I need to create an Application Risk Management Program, where should I start?
This question is quite common if your working in a company which doesn’t have a long history with internal software development, or a team that is trying to ensure they cover the risks of their applications.
What is a good SRE incident process for a business application?
This question is also quite broad, but includes Site Reliability Engineering (SRE) as a keyword, so I am expecting an answer which aligns with the principals of this movement.
What is a good checklist for a serverless developer who wants to improve the monitoring of their applications?
This is a common question asked by people who are just getting started with serverless and are interested in, or have been asked to improve the monitoring of their applications.
So now that you have a scenario and a few questions I recommend you do the following:
- Try a couple of other models, probably llama2 and orca are a good starting point.
- Learn a bit about prompting by following A guide to prompting Llama 2 from the replicate blog.
- Apply the prompts to your ollama model using a modelfile, which is similar to a Dockerfile.
- Try out an uncensored model, something like llama2-uncensored and run through your questions, then ask about breaking into cars or killing processes, which can be a problematic question in some censored models. It is good to understand what censoring a model does, as it can be a useful tool for understanding the risks of using a model.
- Start reading more about The State of Open Source AI (2023 Edition).
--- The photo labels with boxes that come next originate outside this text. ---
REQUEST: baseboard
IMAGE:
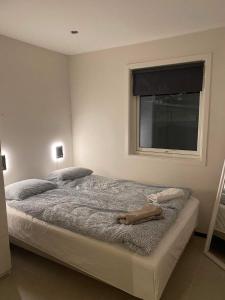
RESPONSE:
[194,231,207,239]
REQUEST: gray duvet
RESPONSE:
[7,175,190,255]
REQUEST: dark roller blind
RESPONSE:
[132,61,204,96]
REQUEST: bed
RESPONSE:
[4,170,199,300]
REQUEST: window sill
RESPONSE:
[128,150,206,165]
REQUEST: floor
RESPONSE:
[0,236,225,300]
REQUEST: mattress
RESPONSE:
[7,197,199,300]
[215,204,225,234]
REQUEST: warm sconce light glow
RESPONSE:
[51,142,64,161]
[0,150,10,173]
Now that you are dabbling with LLMs, and AI, I recommend you try these models for the odd question in your day-to-day work, the local ones running in ollama are restively safe, and they can save you a lot of work.
Also try similar questions with services such as https://chat.openai.com/, hosted services are a powerful tool for adhoc testing and learning. Just be aware of data privacy, and security when using these services.
Once you have some experience you will hopefully even incorporate a model into work projects such as data cleansing, summarizations, or processing of user feedback to help you improve your applications. For this you can use services such as AWS Bedrock on AWS, or Generative AI Studio on Google cloud, while following the same methodology to evaluate and select a model for your use case.
If your intrigued and want to go even deeper than these APIs, I recommend you dive into some of the amazing resources on the web for learning how AI and LLMs work, and possibly even develop, or fine tune your own own models.
- fast.ia which provides some great online self paced learning on AI.
- A busy persons intro to LLMs great lecture on LLMs.
- MIT Introduction to Deep Learning for those who want to dive deeper and prefer more of a structured course.
- A Hackers’ Guide to Language Models, another great talk by Jeremy Howard of fast.ai.